An API endpoint will be automatically created as soon as you run a recipe. Simply click on the API tab of your recipe to get the URL which you can query for extracted data.
When you call this URL, you have the option to return data that was scraped previously or to scrape the target website in real-time (via the &run_now=true parameter) and return live data.
The API tab on your recipe page lists all parameters that you can pass in with the URL in order to modify the recipe, some of which are explained below.

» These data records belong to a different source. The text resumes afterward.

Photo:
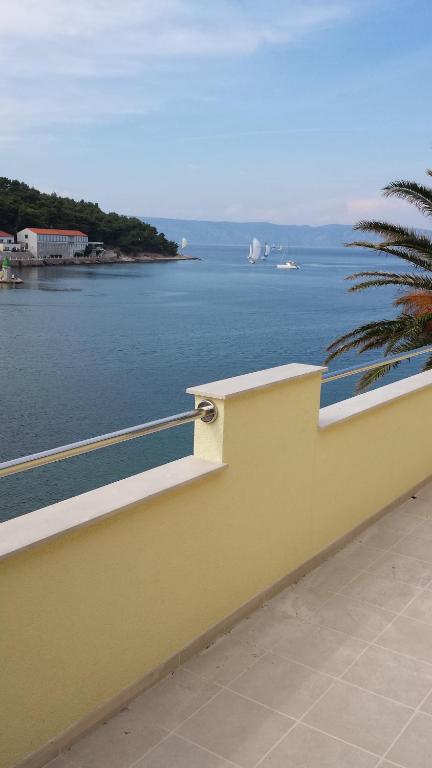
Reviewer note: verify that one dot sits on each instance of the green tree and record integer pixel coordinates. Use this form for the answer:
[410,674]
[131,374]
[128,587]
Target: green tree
[412,327]
[23,206]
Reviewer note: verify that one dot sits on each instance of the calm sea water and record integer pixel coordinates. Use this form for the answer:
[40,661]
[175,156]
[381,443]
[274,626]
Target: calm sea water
[88,350]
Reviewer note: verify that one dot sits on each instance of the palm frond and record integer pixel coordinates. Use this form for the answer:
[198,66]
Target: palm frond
[417,194]
[395,232]
[381,333]
[409,280]
[423,261]
[417,302]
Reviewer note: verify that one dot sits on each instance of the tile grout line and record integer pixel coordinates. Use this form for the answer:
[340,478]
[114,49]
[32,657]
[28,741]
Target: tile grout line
[296,721]
[267,651]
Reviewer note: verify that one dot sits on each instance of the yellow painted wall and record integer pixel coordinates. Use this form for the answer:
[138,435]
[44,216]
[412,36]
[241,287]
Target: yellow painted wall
[86,614]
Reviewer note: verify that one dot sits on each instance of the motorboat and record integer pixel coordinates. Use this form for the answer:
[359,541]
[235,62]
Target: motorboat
[289,264]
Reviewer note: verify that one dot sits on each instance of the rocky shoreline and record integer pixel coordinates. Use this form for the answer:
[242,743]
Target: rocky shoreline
[107,257]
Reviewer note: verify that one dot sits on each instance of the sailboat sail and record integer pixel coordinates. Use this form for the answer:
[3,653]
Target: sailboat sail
[255,251]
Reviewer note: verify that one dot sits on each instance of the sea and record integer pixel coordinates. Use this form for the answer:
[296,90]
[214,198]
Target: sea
[86,350]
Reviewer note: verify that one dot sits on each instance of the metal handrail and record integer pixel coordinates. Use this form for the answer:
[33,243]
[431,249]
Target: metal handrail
[206,411]
[341,374]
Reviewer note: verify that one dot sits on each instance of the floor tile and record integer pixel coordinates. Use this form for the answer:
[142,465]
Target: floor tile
[425,495]
[237,729]
[305,748]
[300,602]
[174,699]
[385,593]
[282,685]
[324,649]
[263,628]
[418,506]
[403,568]
[359,717]
[421,608]
[175,752]
[331,575]
[427,705]
[389,674]
[400,520]
[413,749]
[117,743]
[415,545]
[353,617]
[379,537]
[408,636]
[359,555]
[225,659]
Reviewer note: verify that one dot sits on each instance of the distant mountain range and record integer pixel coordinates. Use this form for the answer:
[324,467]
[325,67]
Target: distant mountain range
[241,233]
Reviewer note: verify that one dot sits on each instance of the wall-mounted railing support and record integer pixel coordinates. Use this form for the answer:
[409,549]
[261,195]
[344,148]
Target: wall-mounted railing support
[205,410]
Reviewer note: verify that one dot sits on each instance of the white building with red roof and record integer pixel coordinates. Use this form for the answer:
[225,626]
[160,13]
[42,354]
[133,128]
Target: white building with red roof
[52,243]
[5,238]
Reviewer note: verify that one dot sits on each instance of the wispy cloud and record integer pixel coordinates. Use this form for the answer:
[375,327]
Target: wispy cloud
[86,60]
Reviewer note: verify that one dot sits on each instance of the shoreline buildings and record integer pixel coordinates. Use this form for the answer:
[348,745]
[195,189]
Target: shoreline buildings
[52,243]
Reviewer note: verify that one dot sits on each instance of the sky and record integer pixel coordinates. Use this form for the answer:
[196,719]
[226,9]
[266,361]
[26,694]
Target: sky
[290,111]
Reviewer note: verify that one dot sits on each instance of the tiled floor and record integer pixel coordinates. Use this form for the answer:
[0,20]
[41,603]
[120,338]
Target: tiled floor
[335,672]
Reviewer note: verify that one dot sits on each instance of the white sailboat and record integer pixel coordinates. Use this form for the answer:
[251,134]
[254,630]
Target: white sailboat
[255,251]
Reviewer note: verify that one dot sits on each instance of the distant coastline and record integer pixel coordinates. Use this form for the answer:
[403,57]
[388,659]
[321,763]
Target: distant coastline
[107,257]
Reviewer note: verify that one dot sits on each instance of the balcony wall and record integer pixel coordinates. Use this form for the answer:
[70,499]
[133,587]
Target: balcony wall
[103,593]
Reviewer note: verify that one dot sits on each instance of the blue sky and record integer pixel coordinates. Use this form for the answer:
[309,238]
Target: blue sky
[291,111]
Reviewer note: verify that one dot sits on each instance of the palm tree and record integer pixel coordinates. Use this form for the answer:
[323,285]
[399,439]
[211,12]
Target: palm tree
[411,328]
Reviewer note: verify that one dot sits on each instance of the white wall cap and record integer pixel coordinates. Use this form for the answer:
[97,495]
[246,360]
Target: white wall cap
[238,385]
[57,519]
[355,406]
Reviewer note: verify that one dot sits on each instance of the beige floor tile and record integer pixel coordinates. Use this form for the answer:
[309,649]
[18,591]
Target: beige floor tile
[403,568]
[305,748]
[225,659]
[300,602]
[331,575]
[282,684]
[413,749]
[425,527]
[392,675]
[324,649]
[418,506]
[263,628]
[427,706]
[359,717]
[387,764]
[421,608]
[385,593]
[175,752]
[174,699]
[416,545]
[400,520]
[353,617]
[236,729]
[425,494]
[118,743]
[408,636]
[378,536]
[359,555]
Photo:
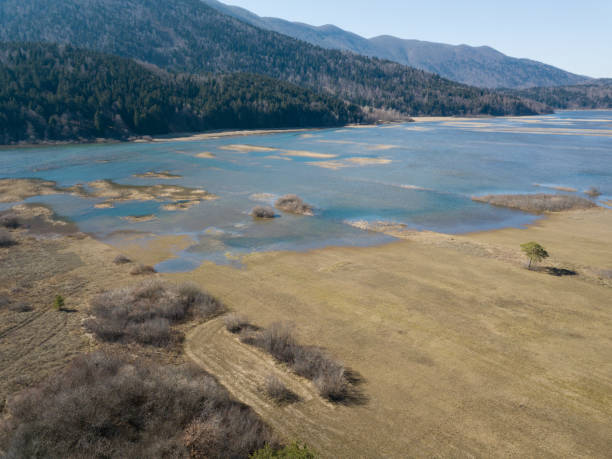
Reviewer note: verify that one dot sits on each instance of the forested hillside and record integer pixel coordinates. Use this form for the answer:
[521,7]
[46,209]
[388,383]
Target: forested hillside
[596,94]
[480,66]
[187,35]
[57,92]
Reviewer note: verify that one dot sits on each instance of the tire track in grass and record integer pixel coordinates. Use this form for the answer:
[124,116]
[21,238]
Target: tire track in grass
[242,369]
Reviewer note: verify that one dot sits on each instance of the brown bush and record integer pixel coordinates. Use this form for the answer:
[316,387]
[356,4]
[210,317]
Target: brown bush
[121,260]
[10,221]
[312,363]
[21,307]
[105,405]
[263,212]
[277,391]
[293,204]
[145,313]
[142,270]
[6,240]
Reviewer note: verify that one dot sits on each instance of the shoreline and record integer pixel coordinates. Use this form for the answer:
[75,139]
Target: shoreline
[229,133]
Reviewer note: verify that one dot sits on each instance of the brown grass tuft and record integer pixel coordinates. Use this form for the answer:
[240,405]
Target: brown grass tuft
[105,405]
[537,203]
[139,270]
[263,212]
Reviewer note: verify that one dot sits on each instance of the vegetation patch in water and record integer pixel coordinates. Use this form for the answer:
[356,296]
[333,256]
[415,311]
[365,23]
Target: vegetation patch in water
[537,203]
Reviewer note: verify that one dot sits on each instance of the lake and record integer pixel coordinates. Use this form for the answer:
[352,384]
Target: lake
[419,174]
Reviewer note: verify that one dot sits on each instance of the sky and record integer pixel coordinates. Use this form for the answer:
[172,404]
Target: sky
[575,35]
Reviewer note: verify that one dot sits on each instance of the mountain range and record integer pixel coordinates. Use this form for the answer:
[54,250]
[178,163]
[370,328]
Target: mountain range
[480,66]
[190,36]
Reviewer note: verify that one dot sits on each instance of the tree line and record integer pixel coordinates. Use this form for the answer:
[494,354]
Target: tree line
[58,92]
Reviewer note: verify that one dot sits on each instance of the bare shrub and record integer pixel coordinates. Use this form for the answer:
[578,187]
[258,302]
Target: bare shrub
[293,204]
[200,303]
[235,323]
[145,313]
[537,203]
[142,270]
[593,192]
[277,391]
[121,260]
[10,221]
[263,212]
[21,307]
[6,240]
[105,405]
[312,363]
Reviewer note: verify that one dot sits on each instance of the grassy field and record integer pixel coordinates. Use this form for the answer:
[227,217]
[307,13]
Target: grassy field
[464,352]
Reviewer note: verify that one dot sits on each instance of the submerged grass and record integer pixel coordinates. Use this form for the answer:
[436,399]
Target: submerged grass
[537,203]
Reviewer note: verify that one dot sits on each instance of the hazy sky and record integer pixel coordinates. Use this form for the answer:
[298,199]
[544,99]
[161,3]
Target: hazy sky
[575,35]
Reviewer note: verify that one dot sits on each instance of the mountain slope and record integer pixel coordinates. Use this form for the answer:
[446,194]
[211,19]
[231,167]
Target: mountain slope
[477,66]
[595,94]
[56,92]
[187,35]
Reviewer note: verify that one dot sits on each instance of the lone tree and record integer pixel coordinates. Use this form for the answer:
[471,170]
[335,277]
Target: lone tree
[58,304]
[535,252]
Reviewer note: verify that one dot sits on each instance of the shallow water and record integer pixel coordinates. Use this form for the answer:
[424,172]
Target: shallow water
[421,174]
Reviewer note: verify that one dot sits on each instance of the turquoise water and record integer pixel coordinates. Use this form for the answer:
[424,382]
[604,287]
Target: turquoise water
[424,176]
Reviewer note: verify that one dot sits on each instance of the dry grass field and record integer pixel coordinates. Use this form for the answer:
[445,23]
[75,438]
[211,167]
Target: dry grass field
[463,351]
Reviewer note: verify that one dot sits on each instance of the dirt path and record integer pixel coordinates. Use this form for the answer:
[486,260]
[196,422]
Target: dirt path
[243,369]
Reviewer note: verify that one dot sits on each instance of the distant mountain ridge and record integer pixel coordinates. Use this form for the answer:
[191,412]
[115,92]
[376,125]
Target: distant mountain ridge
[476,66]
[189,36]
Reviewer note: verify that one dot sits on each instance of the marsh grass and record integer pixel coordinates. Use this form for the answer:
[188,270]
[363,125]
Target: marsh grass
[145,313]
[593,192]
[263,212]
[279,392]
[121,260]
[537,203]
[6,240]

Parameter | Purpose | Example |
---|---|---|
source_url | Change the source URL (page to be scraped) of the recipe. Useful for sites like job boards, accommodation websites etc. where different URLs can be passed in to return different results | &source_url=https://example.com |
run_now | Run the recipe before returning results, i.e. scrape the website now. Without this parameter the most recent results are returned from the database | &run_now=true |
limit | Limit how many scrape results are returned in a single call to the API. Applies only to cached data already in database (so when &run_now=false) | &limit=1000 |
run_async | Run request asynchronously. Ideal for long running scrape tasks - allows you to trigger the recipe to run without risk of timeout. Requires that you handle results via webhook or other integration | &run_async=true |
Please note that URLs in the Crawler are ignored when triggering a recipe via the API. Requests via the API scrape a single URL at a time only. To scrape URLs in the Crawler without having to visit the dashboard, set a schedule and use a webhook or other integration to send the data to your desired destination.